A restaurant specializing in one item isn’t novel. Bakeries, in particular, often deal primarily in one item. But a bakery specializing in buns — and not loaves or doughnuts or even muffins — is unusual. Technically, a bun can come in a variety of shapes — an early episode of the Great British Bake Off features a Paul Hollywood recipe for iced buns that resemble small hoagies. Buns are defined more by their handheld size. But, in America, when we hear the word “bun,” we most likely think of cinnamon buns and sticky buns with a spiral of dough sandwiching gooey, sweet filling. Those are the buns I’m talking about here — and in Middlebury, I couldn’t remember the last time I had a specifically savory bun, in which sticky cinnamon filling is swapped for broccoli and cheddar or sausage with caramelized onions and rosemary. It’s a shame the savory versions are so scarce.
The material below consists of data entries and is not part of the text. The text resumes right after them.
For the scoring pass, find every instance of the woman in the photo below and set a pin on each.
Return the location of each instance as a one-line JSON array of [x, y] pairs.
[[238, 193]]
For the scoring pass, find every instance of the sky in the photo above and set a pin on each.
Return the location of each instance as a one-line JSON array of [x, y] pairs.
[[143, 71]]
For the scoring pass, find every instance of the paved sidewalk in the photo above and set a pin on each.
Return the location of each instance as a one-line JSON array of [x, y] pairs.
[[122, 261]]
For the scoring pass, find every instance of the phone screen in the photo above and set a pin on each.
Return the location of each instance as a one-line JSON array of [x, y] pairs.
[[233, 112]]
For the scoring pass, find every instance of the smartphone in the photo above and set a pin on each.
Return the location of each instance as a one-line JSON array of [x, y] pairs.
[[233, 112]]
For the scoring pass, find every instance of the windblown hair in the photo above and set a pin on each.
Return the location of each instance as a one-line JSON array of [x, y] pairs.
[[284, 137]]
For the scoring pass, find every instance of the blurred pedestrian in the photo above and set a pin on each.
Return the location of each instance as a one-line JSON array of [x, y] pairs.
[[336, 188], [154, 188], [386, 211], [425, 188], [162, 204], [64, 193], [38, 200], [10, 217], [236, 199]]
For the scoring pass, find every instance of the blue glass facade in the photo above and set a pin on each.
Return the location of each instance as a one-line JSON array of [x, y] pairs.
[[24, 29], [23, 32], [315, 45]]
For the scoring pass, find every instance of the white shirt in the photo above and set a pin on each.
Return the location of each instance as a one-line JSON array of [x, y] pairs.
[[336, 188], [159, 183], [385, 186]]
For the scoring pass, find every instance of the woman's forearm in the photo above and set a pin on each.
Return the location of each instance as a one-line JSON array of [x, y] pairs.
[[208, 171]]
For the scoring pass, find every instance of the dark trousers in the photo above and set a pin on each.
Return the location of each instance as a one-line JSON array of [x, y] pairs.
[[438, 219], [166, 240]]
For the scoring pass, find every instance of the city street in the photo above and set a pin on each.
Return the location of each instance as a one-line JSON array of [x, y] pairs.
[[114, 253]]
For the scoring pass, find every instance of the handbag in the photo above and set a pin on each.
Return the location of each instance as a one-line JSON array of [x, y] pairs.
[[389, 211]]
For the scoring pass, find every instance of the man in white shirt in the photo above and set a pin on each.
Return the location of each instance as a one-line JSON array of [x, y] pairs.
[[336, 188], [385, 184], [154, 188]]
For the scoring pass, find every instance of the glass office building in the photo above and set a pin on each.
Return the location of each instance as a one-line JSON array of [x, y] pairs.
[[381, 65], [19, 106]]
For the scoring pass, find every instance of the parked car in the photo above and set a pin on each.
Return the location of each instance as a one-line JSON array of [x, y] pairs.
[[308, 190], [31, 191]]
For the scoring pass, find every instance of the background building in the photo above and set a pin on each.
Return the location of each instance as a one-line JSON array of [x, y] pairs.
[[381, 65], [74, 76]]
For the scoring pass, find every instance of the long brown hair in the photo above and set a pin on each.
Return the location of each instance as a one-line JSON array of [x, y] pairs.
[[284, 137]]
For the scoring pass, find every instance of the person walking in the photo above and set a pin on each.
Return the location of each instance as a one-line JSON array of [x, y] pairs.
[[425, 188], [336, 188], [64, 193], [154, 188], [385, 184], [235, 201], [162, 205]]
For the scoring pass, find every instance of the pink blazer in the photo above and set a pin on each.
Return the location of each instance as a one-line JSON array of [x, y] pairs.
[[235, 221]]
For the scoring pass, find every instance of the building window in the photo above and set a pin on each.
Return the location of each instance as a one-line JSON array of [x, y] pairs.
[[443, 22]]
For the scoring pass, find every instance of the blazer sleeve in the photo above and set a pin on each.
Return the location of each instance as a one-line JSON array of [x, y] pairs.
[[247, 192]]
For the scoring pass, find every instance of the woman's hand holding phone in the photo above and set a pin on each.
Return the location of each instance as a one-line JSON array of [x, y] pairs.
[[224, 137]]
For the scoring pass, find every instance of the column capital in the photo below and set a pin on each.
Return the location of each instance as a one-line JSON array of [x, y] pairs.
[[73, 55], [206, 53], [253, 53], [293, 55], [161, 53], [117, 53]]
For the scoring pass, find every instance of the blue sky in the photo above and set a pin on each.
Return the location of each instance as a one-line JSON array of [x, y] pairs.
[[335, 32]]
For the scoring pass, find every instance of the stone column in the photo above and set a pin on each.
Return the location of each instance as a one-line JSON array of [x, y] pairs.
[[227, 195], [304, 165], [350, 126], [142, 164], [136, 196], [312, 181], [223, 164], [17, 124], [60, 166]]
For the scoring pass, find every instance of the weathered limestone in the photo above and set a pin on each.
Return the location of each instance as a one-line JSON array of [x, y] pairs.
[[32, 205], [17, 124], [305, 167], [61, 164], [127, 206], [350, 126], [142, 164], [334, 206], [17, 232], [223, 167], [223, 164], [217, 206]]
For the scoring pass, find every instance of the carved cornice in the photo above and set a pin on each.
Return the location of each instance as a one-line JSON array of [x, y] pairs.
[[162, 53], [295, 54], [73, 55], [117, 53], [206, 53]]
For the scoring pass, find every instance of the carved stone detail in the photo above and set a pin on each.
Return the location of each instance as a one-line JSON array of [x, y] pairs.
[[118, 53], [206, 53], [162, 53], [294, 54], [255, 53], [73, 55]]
Sweet, swirly buns, filled with cinnamon or nuts or some other syrupy, sugary concoction, are everywhere. They’re at bakeries and on restaurant breakfast menus, at Cinnabon, sold in four-packs in supermarkets, and dominate the cases at coffee shop chains (Starbucks offers both a cinnamon-sugar “morning bun” and a cinnamon roll, with a layer of icing melted on top like a slice of American cheese). And while the sweet buns are certainly a worthy treat, they don’t offer the same practicality as their savory counterparts.
Sweet buns are indulgences, thanks to rich frosting and literal heaps of sugar. However, with an ideal ratio of dough to savory filling (that may include protein and possibly even nutritious vegetables), savory buns can be a hearty — and balanced! — breakfast. If they were more readily available, they’d cure many an afternoon hunger pang. In short, they serve a real purpose. They — like a hand pie, sausage roll, or Hot Pocket — are a meal.
Other savory pastries have gotten their due. Croissants stuffed with ham and cheese are sold everywhere from Australian import Bourke Street Bakery to Dunkin’. Spanakopita has surpassed Greek bakeries to be sold in the freezer aisle. So isn’t it time for buns? There’s no more satisfying snack than baked, bready dough accompanied by vegetables and cheese, particularly when swirled together to form one, portable, near-mess-free entity. Buns would proliferate in a world designed to my preferences. Until that day, if you’re ever in Middlebury, Vermont, do go to Haymaker Bun Company and get a bun — or several — as long as one is savory.